Patients: We retain information about patients for the duration of our contract with the GP practice or other primary care provider, after which we anonymise the information so that you cannot be identified from the information.  

7. Where We store your personal data

All of our information that is held within the business is stored in a database within our control which is located within the UK.

Some of our third party suppliers, including our newsletter service provider and some of our data analytics providers are based outside of the United Kingdom (UK) and European Economic Area (EEA), meaning that your personal data will be transferred to and processed by these suppliers outside of the UK and the EEA. In order to protect your personal data where it is being collected, transferred to and processed by these suppliers, we ensure that our contract with them includes appropriate safeguards for your data, including, where appropriate, standard contractual clauses or ensuring that US companies are members of the US Data Privacy Framework.

8. How We protect your personal data

All information that you provide to us is stored on our secure servers, which are located within the UK.

Once We have received your personal data We employ a number of technical and organisational security measures to keep information secure and confidential.
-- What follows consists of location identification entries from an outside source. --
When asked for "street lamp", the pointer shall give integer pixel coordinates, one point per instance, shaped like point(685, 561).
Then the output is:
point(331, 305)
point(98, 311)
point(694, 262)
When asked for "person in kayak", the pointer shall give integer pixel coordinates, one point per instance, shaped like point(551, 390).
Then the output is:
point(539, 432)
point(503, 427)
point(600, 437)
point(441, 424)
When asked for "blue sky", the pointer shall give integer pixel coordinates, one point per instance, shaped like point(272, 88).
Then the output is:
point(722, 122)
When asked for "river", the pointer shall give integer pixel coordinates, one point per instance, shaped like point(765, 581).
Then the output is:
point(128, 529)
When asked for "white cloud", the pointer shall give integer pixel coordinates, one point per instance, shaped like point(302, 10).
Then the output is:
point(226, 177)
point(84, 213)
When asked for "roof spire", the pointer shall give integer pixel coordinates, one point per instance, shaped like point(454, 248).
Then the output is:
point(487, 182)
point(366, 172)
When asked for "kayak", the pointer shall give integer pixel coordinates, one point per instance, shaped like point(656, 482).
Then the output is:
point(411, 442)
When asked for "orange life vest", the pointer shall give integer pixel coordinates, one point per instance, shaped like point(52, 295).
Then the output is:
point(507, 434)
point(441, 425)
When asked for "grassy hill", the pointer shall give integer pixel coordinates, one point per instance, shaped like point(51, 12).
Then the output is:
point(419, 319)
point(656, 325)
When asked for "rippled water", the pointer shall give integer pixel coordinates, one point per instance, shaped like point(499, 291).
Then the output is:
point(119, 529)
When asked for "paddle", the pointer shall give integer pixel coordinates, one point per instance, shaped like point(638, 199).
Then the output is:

We ensure that only our personnel who need to access data do so, and that they are trained and understand good data handling techniques. Unfortunately the transmission of information via the internet is not completely secure, and although We will do our best to protect your information whilst stored on our systems, We cannot guarantee the complete security of data in transmission.

In order to access our services you have unique user names and passwords – please help us to keep your personal data safe by keeping these secret and confidential, and not sharing them with other people. If you think that someone else knows your user name or password, please tell us as soon as possible to help us reset the security.

9. Your rights

The data protection laws include a number of specific rights that you have in certain circumstances to ensure that your personal data is collected and handled in a secure and appropriate manner. These include the right to ask for:

  • Access to your personal data that We process and obtain a copy of your data in a commonly used electronic form
  • Correction of any inaccuracies in personal data that We hold about you
  • Withdrawal of your consent where that is the legal basis of our processing
  • Erasure of your personal data, that is for your details to be deleted from systems that We use to process your personal data
  • Restriction of the processing of your personal data in certain ways
  • Objection to certain processing of your personal data by us
  • Portability of your personal data to a third party

If you would like to exercise your rights, please contact our Data Protection Officer at info@cthesigns.co.uk

Whilst We try our best, there may be times when you are not happy with the way in which We have handled your personal data. If you have any concerns, please contact our Data Protection Officer, by emailing info@cthesigns.co.uk to allow us to investigate your concerns. You also have the right to complain to the Information Commissioner’s Office (the regulator for data protection in the UK) via www.ico.org.uk  

10. Updating your information

It is important that We are able to keep a track of our users, and your rights to use our services may change if you change your employer. Please keep us informed if any of the information that We hold about you changes.

This privacy policy was last updated on July 2025.